As the water begins to rise, and influence the territories which the
different prides and nomads patrol, it will be interesting to witness
the interaction between them; these can be violent, clamorous clashes
that occasionally leave members of the prides badly wounded or dead.
The Buffalo Boys, the two young males that are regularly seen on the
floodplains in front of the camp harassing herds of buffalo, are now
being forced onto Mombo Island itself. As nomads with no real territory
of their own, they will have to tread very carefully between the Mathata
Pride males (4) and those of the Moporota Pride (2), with a short-lived
but raucous standoff between the nomads and the Mathata males one morning
in front of camp indicating the tensions simmering under the surface.
The Mathata Sub-adults (6) have been spending much time around the Mombo
Airstrip, and have shown a good success rate at hunting. Their frequently
fat bellies show their skills at hunting together as a stable pride are
improving, and the young males are beginning to resemble the powerful
adults they are about to become. It is interesting to see the sudden,
blatant contrast in size between the sexes at this stage of their development.

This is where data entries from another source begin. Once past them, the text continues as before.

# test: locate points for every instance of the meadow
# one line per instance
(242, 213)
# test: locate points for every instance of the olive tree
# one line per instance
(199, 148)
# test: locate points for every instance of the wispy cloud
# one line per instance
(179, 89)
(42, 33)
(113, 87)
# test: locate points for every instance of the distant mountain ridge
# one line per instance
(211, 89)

The interplay between the existing prides of lion and the burgeoning
clans of hyena is going to be equally fascinating. Lions generally enjoy
prime position in the predator hierarchy, while hyena come in a close
second. This is, however, a delicate balance of numbers and power; it
can be rocked. One morning in mid March, the Mathata subadults brought
down a pregnant female giraffe. Satiated from the previous day's feed
on a zebra, they only managed to eat one haunch before retiring to the
shade for a nap. All day the haunting beckon from the hyena could be
heard across the terrain as the members of the clan congregated and their
loping forms were seen heading in the direction of the carcass. Beneath
an apricot sky, the day came to its close and the hyena moved in. Within
a few hours more than 30 hyena had chased away the pride and demolished
the giraffe carcass - their fits of giggles, excited whoops and warning
growls heard from the camp as they gorged themselves happily on the lion's
share.
Leopards
This enigmatic cat is without question the highlight of many guests'
stay at Mombo, and there are few species that can create the awe one
feels on watching the slow prowl of their dappled pelt melt through
emerald grass. Sightings have been surprisingly consistent this month,
given that the lofty tendrils of abundant grass are the perfect means
of camouflage. The major advantage of plentiful rain, however, is the
fact that leopards do not enjoy walking through mud, so tend to stick
to the roads or can be found high up in trees escaping the flies.
Once again we were disappointed this month when the Far Eastern Pan
Female lost her cub(s?) to the Buffalo Boys. They discovered the cub
concealed in a bush, plucked it out and killed it. The Tortilis female
is now confirmed pregnant (again), but with her atrocious track record
we are not holding our breath for a successful litter from her. We do
live in the hope that her mothering instinct improves at some point in
time. Legadimo is faring well, and, as she enters her third year in age,
we await the day when she first mates. She has not been as active around
the actual camp as previous months, tending to spend more time around
the Hippo Hide and Old Trails Camp area where she remains beyond the
territory of her extremely territorial mother.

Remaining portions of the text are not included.